Moreover, the internet provides an accessible anonymous place where MSM can educate themselves. With the lack of queer sex education on the curriculum, the internet is left fill in the gaps. While this often, unfortunately, falls to porn, this is changing. With forums such as r/askgaybros on Reddit MSM can ask questions about sex anonymously. Pornstars and queer internet influencers are using their platforms to educate their followers on topics from douching properly to HIV awareness to how to get on PrEP. The Oxfordshire Sexual Health Service has even set up an anonymous account on Grindr to answer any questions that one may have.

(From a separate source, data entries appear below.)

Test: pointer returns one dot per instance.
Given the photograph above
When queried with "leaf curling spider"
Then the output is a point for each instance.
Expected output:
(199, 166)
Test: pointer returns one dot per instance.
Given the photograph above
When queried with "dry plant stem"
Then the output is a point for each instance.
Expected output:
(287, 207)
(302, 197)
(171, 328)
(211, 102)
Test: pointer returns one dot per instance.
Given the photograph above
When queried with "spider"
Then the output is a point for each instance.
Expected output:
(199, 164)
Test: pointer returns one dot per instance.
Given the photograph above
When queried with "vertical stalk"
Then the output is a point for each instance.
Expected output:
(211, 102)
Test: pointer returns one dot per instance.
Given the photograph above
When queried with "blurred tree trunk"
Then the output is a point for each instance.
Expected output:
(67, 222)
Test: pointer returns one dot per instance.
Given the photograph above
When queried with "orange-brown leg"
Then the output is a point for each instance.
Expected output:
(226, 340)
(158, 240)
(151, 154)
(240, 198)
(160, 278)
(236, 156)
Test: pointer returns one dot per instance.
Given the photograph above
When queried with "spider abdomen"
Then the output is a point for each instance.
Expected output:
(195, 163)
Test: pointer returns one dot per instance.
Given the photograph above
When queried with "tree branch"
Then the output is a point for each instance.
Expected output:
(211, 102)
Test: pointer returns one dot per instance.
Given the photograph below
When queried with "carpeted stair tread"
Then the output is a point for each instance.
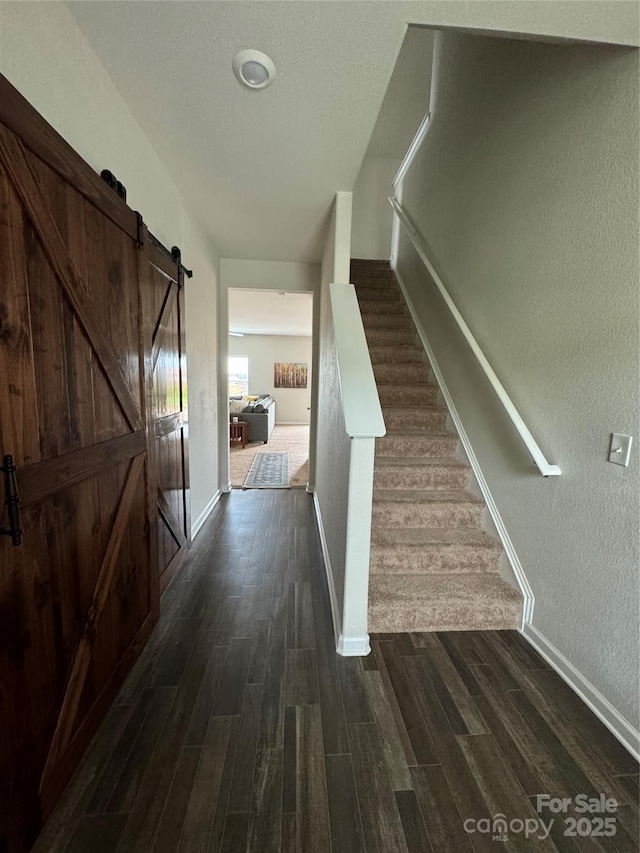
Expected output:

In addition, in terms of education, the internet is also important for MSM to learn about their history and the history of the wider LGBTQ+ community. For example, with TV programmes available online such as It’s a Sin, younger MSM are able to learn about the realities of the HIV/AIDS crisis in the UK. With the Netflix programme Pose, they are able to learn about the ballroom culture in New York, the HIV/AIDS crisis there as well as how cis, white, gay men abandoned their fellow members of the LGBTQ+, POC trans people, in favour of their own interests.

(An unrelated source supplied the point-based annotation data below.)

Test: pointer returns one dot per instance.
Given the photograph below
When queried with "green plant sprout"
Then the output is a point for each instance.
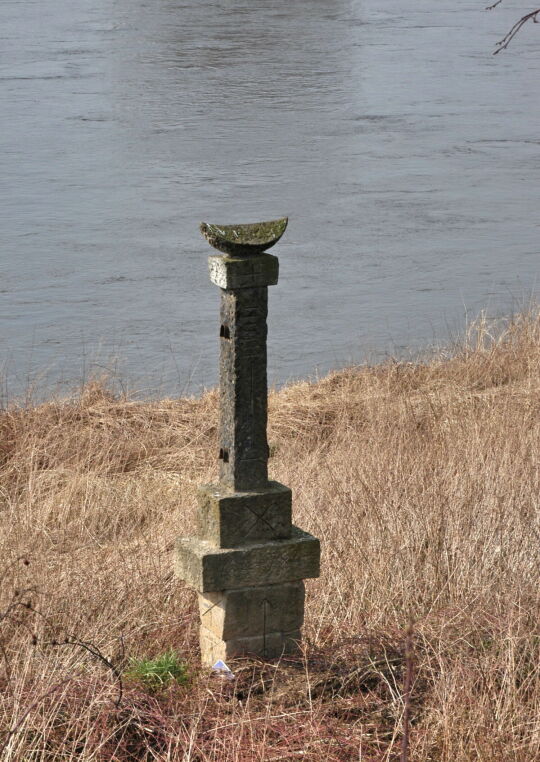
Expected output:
(157, 673)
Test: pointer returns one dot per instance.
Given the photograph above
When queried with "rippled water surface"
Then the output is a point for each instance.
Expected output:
(405, 154)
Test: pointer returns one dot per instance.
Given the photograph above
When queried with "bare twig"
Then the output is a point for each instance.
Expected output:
(507, 39)
(11, 732)
(92, 649)
(407, 692)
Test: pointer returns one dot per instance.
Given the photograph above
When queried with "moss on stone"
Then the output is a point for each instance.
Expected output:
(243, 240)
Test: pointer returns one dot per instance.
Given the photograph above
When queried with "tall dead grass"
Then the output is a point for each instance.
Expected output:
(422, 481)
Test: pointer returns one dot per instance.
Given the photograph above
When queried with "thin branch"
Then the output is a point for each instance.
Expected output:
(507, 39)
(12, 731)
(409, 658)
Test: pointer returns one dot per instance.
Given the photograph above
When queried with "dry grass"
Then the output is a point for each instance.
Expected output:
(422, 481)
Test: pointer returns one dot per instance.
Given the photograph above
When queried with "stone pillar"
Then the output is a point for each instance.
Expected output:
(248, 561)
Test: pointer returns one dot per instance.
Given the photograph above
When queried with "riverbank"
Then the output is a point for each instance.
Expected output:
(422, 482)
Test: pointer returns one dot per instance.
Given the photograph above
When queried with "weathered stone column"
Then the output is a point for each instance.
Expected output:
(248, 561)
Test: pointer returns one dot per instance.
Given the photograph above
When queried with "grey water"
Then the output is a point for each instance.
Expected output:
(406, 156)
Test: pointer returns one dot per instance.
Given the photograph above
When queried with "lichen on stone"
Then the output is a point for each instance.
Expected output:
(244, 239)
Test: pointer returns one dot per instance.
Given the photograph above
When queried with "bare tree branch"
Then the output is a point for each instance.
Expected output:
(507, 39)
(503, 44)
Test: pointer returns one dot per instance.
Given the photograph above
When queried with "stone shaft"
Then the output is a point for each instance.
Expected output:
(273, 645)
(209, 569)
(243, 389)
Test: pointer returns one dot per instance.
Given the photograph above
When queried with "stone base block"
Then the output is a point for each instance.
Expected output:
(209, 569)
(228, 520)
(270, 646)
(252, 611)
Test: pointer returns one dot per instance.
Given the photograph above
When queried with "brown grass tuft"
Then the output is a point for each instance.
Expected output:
(421, 480)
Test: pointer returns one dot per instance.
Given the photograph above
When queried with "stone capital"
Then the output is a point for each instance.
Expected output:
(252, 271)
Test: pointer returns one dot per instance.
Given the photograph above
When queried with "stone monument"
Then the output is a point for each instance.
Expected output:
(248, 561)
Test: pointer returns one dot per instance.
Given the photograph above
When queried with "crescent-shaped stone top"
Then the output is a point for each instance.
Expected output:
(242, 240)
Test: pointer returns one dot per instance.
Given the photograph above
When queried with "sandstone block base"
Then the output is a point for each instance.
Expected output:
(269, 646)
(253, 611)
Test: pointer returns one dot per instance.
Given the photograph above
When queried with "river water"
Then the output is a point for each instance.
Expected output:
(406, 156)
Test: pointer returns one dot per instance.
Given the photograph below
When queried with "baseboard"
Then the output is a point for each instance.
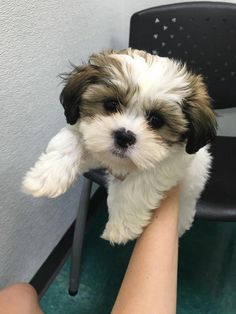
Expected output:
(50, 268)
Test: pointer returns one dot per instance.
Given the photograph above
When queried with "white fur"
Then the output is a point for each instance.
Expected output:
(150, 167)
(131, 201)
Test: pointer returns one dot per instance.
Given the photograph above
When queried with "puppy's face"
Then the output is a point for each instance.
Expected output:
(134, 109)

In many ways, the internet is a toxic and even dangerous thing for many MSM – it perpetuates unhealthy body standards, enforces white privilege and reinforces racist beauty standards among gay men. However, it does benefit MSM. Social media and dating apps allow queer men to connect with each other, explore their own identities and have a safe space to explore their queer identity. Not only this, but they are beginning to provide an important tool for educating MSM particularly about sexual health, which is neglected in traditional education. Internet streaming platforms are also beginning to act as important educational tools, covering queer stories in an accessible way, allowing for MSM to get a better understanding of their history and of the history of the wider LGBTQ+ community. Yet, this is only reflective of the current situation – and we have hope. With increasing education on these issues, such as the new laws to teach children about the LGBTQ+, it is likely that MSM and other queer groups will be less reliant on this form of communication and hopefully making it less toxic.

[1] Lee, J. (2021). Queer Men: A New Face to Body Dysmorphic Disorder. Painted Brain. Retrieved 12 February 2021, from

[2] Bolding, G., Sherr, L., & Elford, J. (2002). Use of anabolic steroids and associated health risks among gay men attending London gyms. Addiction (Abingdon, England)97(2), 195–203.